Image Super Resolution for Satellite Imagery
DOI:
https://doi.org/10.54074/jicsa.v1i01.9Keywords:
ESRGAN, satellite imagery, super resolutionAbstract
Super resolution (SR) techniques play a critical role in enhancing the quality of satellite imagery by reconstructing high resolution (HR) images from low resolution (LR) inputs. This study investigates the application of the Enhanced Super Resolution Generative Adversarial Network (ESRGAN) to improve the spatial resolution of satellite images. The ESRGAN framework integrates a Residual-in-Residual Dense Block (RRDB) generator, a Relativistic average GAN (RaGAN) discriminator, and an improved perceptual loss function to achieve sharper textures and more realistic structures. The 4× Satellite Image Super Resolution dataset, consisting of paired LR (2 m/pixel) and HR (0.5 m/pixel) images, was employed. Quantitative evaluation was conducted using the Peak Signal-to-Noise Ratio (PSNR), with Lanczos5 interpolation used as a baseline for comparison.

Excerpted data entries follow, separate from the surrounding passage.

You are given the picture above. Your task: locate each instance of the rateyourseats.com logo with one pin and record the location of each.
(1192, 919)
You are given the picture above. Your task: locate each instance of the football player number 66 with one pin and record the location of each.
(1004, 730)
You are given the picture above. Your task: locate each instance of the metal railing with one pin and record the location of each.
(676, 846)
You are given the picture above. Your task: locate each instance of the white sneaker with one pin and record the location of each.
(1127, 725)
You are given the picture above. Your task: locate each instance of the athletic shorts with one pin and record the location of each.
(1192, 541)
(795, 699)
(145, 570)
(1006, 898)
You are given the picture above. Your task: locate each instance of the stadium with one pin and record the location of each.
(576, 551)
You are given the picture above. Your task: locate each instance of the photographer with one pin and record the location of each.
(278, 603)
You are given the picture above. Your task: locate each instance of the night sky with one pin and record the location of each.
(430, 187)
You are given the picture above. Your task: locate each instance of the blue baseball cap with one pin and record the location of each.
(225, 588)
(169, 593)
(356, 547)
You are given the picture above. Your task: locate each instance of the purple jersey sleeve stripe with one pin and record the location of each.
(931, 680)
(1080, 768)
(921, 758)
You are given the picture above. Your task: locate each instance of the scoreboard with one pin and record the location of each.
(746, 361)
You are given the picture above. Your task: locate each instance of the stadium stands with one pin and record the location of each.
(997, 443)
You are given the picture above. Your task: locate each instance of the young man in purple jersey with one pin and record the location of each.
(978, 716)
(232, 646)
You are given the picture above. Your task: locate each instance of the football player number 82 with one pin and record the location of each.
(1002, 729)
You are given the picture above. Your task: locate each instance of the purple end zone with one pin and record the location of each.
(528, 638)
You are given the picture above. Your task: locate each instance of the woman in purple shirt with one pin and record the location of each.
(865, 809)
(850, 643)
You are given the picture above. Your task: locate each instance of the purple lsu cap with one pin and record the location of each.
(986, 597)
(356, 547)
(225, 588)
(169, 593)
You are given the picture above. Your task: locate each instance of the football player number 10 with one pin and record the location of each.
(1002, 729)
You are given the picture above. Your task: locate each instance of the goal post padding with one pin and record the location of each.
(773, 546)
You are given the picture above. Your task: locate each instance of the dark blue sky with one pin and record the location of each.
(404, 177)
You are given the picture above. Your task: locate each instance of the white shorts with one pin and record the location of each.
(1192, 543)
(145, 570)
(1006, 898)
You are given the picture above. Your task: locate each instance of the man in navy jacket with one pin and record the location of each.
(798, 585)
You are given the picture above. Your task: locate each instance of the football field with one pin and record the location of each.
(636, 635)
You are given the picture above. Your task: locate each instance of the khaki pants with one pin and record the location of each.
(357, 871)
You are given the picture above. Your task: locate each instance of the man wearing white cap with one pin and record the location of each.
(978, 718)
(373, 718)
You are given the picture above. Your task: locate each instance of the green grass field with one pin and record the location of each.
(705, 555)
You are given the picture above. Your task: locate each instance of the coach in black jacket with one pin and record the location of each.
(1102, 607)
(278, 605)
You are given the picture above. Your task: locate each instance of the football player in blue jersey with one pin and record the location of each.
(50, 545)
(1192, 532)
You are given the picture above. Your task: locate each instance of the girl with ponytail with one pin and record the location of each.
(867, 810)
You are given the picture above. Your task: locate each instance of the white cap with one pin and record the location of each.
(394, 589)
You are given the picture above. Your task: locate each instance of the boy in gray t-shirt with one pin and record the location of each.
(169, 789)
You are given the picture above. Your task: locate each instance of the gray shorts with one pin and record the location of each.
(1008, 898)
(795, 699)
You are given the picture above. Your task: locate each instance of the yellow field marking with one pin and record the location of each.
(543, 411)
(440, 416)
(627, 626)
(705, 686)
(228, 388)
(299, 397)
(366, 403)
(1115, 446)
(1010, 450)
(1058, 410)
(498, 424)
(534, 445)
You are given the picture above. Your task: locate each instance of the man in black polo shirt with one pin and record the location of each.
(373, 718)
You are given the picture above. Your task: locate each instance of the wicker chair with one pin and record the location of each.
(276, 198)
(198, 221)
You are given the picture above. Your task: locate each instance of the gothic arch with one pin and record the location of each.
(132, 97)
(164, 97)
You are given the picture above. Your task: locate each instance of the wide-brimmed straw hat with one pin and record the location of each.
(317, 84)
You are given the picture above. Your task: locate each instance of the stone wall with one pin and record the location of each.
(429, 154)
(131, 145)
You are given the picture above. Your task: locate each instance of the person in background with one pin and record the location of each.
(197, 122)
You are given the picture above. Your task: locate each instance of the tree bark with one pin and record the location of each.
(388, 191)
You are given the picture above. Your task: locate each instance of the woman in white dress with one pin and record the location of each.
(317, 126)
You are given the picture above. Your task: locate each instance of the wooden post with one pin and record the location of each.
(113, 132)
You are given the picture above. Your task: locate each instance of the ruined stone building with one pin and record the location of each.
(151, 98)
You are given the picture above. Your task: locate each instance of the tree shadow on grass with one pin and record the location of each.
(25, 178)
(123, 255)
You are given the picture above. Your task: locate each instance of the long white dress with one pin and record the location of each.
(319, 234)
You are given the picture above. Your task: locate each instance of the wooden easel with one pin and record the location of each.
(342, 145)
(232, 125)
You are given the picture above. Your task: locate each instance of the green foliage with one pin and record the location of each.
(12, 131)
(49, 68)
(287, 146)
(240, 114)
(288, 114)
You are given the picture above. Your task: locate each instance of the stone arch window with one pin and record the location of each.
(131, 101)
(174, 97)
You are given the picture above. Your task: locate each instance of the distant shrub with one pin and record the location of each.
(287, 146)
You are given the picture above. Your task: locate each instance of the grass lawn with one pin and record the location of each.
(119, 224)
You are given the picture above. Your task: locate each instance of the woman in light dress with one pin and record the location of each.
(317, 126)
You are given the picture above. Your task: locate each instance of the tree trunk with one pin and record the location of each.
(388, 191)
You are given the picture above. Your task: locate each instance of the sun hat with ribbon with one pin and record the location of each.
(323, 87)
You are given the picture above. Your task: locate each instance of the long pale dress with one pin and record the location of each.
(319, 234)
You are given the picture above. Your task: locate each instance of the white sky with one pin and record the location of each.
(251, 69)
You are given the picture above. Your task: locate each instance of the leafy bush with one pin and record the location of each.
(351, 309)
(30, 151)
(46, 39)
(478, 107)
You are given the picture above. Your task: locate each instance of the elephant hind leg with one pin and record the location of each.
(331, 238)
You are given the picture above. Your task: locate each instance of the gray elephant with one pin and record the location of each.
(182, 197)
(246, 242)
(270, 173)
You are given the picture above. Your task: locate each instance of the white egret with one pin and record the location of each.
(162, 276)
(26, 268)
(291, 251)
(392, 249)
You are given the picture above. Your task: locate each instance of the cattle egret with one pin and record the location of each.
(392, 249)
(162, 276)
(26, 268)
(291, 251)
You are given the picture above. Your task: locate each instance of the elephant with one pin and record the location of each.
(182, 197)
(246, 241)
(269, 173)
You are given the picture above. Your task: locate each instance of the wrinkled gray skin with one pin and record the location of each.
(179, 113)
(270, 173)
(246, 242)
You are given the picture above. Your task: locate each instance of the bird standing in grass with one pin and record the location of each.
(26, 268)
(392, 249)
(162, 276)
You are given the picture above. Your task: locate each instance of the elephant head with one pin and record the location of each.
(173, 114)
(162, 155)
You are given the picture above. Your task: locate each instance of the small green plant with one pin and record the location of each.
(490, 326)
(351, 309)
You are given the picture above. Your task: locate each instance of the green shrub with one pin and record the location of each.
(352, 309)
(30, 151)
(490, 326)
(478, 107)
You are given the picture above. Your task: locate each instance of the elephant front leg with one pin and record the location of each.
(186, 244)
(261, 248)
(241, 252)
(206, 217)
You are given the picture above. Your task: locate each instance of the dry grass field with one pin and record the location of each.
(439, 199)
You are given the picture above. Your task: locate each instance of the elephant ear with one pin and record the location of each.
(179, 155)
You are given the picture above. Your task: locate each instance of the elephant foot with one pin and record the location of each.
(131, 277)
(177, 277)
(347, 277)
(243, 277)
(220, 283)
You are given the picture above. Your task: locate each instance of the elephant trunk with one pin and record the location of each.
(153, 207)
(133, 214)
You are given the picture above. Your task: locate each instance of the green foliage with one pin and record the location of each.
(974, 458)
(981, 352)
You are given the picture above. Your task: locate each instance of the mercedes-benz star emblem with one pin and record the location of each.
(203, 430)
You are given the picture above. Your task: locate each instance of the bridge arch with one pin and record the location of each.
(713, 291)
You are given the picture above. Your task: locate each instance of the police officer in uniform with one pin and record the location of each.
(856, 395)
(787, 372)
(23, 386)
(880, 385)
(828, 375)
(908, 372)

Experimental results on ten test images demonstrate that ESRGAN consistently outperforms Lanczos5. Qualitative assessments further confirm that ESRGAN effectively restores high frequency details, enhances fine textures, and preserves object boundaries more accurately than the interpolation method. These findings highlight ESRGAN’s potential as an advanced solution for improving visual quality and detail preservation in high resolution satellite imagery applications.